Music legend Dolly Parton learned that her donation was partly used to fund the promising Covid-19 vaccine research lead by Moderna.
In April, less than a month after Covid-19 was officially declared a pandemic, Parton donated $1 million to Vanderbilt University’s research.
More than seven months later, she discovered that her name appeared among the sponsors of the vaccine along with National Institute of Allergy and Infectious Diseases and Emory University.
“Praise the lord!” she said in an interview.
“I’m just very grateful that this is happening, and if I had anything to do with it, that’s great.”
Parton shared how honored she is to be a small piece of what could be an essential treatment for the dreaded disease.
“I just felt so proud to have been part of that little seed money that will hopefully grow into something great and help to heal this world,” she said.

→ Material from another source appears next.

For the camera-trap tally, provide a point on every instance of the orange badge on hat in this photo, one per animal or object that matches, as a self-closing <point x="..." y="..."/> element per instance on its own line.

“I’m a very proud girl today to know I had anything at all to do with something that’s going to help us through this crazy pandemic.”
She initially donated to the Vanderbilt University Medical Center’s Covid-19 research efforts in honor of her long-time friend, Dr Naji Abumrad.
The two met when Parton was left bruised on a minor car accident back in October 2013, and sought medical advice at Vanderbilt University Medical Center.
Abumrad, a physician and professor of surgery, knew nothing about of Parton’s fame but befriended her because he deeply enjoyed their talks about current events and science.
The doctor recalled how Parton’s curiosity about Vanderbilt’s research led to her helping through her generous donation during its early stages.
“Her work made it possible to expedite the science behind the testing,” said Abumrad.
“Without a doubt in my mind, her funding made the research toward the vaccine go 10 times faster than it would be without it.”